Run electricity through hydrogen gas and it glows. Split that glow with a prism and you don't get a smooth rainbow — you get a few razor-sharp coloured lines, always in the same places, for every hydrogen lamp on Earth and every star in the sky. Those lines are a barcode, and the Bohr model explains exactly how an atom prints it.
A ladder, not a ramp
Earlier we pictured electrons somewhere in the space around the nucleus. Now we get specific about their energy. The key discovery behind the Bohr model is that an electron in an atom can't have just any energy — it can only sit at certain fixed values, called energy levels and labelled by a whole number n = 1, 2, 3, …
Think of a ladder rather than a ramp. You can stand on rung 1 or rung 2, but never halfway between. An electron is the same: it occupies a level or moves cleanly to another, but it is never found in between. We say the energy is quantized — it comes in discrete steps.
Level n = 1 is the lowest (the ground state) and sits closest to the nucleus. Higher levels are further out and higher in energy, and they bunch closer together as they climb.
Absorb to climb, emit to fall
An electron changes levels only by trading energy with light. Two moves:
- Absorption: the electron soaks up a photon and jumps to a higher level — but only if the photon's energy matches the gap exactly. Wrong size, no jump.
- Emission: an electron in a higher level falls to a lower one and releases the leftover energy as a photon. This is where the light from a glowing gas comes from.
Because the levels are fixed, the gaps between them are fixed, so the photons an atom can emit have fixed energies — and photon energy is what we see as colour. That is the whole secret of a line spectrum.

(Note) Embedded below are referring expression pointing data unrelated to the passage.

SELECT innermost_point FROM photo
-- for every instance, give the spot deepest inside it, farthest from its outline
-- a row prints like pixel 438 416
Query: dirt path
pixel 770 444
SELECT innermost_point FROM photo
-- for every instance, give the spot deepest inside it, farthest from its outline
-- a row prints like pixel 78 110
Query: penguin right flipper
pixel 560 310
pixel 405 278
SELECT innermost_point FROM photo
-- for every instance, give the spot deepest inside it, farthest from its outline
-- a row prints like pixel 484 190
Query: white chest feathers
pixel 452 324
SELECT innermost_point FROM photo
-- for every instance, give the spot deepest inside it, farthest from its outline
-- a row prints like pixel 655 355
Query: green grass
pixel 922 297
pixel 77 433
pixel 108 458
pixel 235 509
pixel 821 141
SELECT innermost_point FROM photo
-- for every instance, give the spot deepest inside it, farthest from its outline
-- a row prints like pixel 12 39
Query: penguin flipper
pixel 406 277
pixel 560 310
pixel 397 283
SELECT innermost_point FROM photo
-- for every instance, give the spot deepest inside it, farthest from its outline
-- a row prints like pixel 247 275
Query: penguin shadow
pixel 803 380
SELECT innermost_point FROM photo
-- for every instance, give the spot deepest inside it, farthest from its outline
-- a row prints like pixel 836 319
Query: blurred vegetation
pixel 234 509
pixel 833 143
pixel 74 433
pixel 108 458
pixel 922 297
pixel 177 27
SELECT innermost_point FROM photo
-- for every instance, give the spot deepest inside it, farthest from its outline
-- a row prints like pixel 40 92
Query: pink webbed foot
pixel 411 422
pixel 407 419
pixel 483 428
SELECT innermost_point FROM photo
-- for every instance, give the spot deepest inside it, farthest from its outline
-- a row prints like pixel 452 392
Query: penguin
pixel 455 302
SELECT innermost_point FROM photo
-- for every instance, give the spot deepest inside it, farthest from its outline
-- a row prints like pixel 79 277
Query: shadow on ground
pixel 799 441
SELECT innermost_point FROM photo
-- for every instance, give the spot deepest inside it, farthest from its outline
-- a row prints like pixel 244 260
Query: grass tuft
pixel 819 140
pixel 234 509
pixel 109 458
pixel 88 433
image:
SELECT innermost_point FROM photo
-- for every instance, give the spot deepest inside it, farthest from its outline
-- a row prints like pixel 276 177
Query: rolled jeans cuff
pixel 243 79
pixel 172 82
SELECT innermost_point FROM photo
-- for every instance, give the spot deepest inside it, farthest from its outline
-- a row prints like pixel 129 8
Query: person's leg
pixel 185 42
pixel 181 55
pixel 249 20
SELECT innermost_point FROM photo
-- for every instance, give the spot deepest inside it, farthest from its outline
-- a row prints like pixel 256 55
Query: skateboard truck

Hydrogen's visible lines (the Balmer set)
Hydrogen's most famous lines fall in the visible range and all share one thing: they are electrons landing on level n = 2. Drops from n = 3, 4, 5, … down to n = 2 make a red, a blue-green, and violet lines respectively. This family of visible lines is called the Balmer series.

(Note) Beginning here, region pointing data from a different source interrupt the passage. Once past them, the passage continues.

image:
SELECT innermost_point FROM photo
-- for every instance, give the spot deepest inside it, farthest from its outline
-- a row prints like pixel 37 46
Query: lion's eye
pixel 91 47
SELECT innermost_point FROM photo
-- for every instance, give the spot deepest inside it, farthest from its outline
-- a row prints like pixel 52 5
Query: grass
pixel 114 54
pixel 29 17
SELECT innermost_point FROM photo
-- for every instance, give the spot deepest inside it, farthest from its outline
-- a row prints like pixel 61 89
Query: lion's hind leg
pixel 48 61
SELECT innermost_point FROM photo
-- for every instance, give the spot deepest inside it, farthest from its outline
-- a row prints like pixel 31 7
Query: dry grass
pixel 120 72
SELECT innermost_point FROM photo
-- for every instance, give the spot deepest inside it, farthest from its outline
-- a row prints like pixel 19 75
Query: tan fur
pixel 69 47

Drops that land on n = 1 release much bigger gaps — those photons are ultraviolet, past what your eye can see. Landing on n = 3 gives small gaps in the infrared. Same rule every time: the gap sets the colour.
- Find each level with En = −13.6 eV ÷ n². E₃ = −13.6 ÷ 9 = −1.51 eV; E₂ = −13.6 ÷ 4 = −3.40 eV.
- The photon carries the gap: Ephoton = Ehigh − Elow = (−1.51) − (−3.40).
- = 1.89 eV. A gap this size corresponds to red light — this is hydrogen's familiar red line.
- En = −13.6 eV ÷ n², with n = 2.
- = −13.6 ÷ 4.
- = −3.4 eV. It's negative because the electron is bound to the atom.
- The photon carries the gap: Ephoton = Ehigh − Elow.
- = (−0.85) − (−3.40).
- = 2.55 eV — a bigger gap than the n=3→2 drop, so this photon is bluer (hydrogen's blue-green line).
Check your understanding
- Electron energies in an atom are quantized — allowed only at fixed levels (n = 1, 2, 3, …), like rungs on a ladder.
- Absorbing a photon lifts an electron to a higher level; falling to a lower level emits a photon.
- The emitted photon's energy equals the gap between levels, so fixed gaps give fixed colours — a line spectrum.
- For hydrogen, E_n ≈ −13.6 eV ÷ n²; the visible (Balmer) lines are drops that land on n = 2.
- Bohr nailed quantized energy levels, but electrons don't really orbit like planets — that idea gives way to orbitals next.